Spanish food is regional, social and built around sharing. From the tapas crawl to the long Sunday paella, eating is the country's favourite pastime — and with a late timetable, free tapas in the south and the cheap menu del dia, it's a pleasure that's easy on the wallet.

Tapas and the menu del dia

The tapas crawl — moving bar to bar over small plates and drinks — is central to Spanish life, though it works differently by region. In Granada and much of Andalusia a tapa still comes free with every drink; elsewhere you order and pay for raciones (larger plates) to share. At lunch, look for the menu del dia, a multi-course set meal with bread and a drink at a fixed, low price — the best-value way to eat well in Spain.
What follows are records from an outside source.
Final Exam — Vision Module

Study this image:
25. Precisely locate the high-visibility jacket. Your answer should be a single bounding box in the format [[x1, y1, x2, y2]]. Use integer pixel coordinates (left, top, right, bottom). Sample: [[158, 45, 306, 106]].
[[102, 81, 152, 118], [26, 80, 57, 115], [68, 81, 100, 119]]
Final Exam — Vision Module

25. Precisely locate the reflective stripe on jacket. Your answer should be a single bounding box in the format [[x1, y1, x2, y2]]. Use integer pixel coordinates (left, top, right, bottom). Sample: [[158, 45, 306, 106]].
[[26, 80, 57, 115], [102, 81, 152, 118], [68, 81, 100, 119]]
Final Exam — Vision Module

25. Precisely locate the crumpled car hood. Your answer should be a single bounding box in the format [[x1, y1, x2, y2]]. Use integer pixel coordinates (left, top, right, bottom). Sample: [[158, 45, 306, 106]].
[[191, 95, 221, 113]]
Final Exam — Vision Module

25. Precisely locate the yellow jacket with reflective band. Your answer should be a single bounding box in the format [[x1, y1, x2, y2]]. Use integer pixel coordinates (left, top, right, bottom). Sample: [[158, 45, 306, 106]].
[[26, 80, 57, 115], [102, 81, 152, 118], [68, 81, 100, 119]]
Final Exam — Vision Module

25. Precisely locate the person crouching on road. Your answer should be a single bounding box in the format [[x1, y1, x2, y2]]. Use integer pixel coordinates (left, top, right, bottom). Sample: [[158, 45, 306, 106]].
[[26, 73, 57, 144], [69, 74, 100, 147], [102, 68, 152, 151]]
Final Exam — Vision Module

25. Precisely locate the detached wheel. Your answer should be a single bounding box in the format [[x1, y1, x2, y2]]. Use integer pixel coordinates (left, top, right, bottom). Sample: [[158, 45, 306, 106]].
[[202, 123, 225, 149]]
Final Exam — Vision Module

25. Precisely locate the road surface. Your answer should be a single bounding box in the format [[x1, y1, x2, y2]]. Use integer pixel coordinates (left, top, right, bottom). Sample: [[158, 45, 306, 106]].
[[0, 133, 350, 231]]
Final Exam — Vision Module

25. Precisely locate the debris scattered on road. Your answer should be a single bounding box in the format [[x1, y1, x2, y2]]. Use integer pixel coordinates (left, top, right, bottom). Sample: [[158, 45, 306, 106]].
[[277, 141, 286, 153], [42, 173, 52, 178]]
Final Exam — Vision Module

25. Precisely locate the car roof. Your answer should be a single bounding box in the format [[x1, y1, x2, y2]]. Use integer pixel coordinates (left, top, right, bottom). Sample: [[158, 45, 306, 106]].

Remember the timetable: lunch runs from about 2pm, dinner rarely before 9pm.

Paella and rice

Paella is from Valencia, and the authentic version is not the seafood cliche: traditional Valencian paella uses chicken, rabbit, green and butter beans and sometimes snails, cooked with bomba rice and saffron over a wide flat pan, prized for the crisp toasted layer (socarrat) on the bottom. Seafood and mixed versions are coastal variants, and arroz a banda and fideua (a noodle paella) are close cousins. Eat it at lunch, ideally by the sea.

Regional specialities

Spain is really a patchwork of cuisines. The south gives you cold soups — gazpacho and the thicker salmorejo — and fried fish (pescaito frito). The Basque Country and Navarre serve pintxos, elaborate bar snacks skewered on bread, with San Sebastian a world food capital. Galicia is all about seafood and octopus (pulpo a la gallega); Asturias its bean-and-pork fabada and cider; Catalonia its pa amb tomaquet and, in winter, charred calcots. Cured jamon iberico, tortilla espanola (potato omelette) and croquetas turn up everywhere.

Wine, cava and sherry

Spain is one of the world's great wine countries. The reds of Rioja and Ribera del Duero lead the way, with Priorat, Galician Albarino whites and Catalan cava (the traditional-method sparkling) close behind. In Andalusia, the fortified sherries of Jerez — from bone-dry fino and manzanilla to nutty oloroso — are a revelation alongside tapas, and a jug of summer sangria or tinto de verano is the easygoing crowd-pleaser.

Sweet things and coffee

For something sweet, churros dipped in thick hot chocolate are the classic breakfast or late-night treat, while turron (almond nougat) appears at Christmas and flan and crema catalana round off many a meal. Coffee is taken short and strong — a cafe solo or cortado.

Quick recommendation

Do at least one proper tapas crawl (free in Granada), eat paella by the coast in Valencia, and try the regional star wherever you are — pintxos in the Basque Country, sherry in Andalusia, seafood in Galicia. Seek out the menu del dia for lunch and embrace the late dinner.

FAQ

Where can I get free tapas in Spain?
In Granada above all, where a free tapa comes with every drink, and across much of Andalusia, Leon and parts of central Spain. In Madrid, Barcelona and most tourist areas you usually pay for tapas and raciones, though the quality is high.
Where does paella come from?
Valencia, on Spain's east coast. The original Valencian paella is made with chicken, rabbit, beans and saffron rather than seafood — the seafood and mixed versions are coastal variants. For the real thing, eat it at lunch in or near Valencia.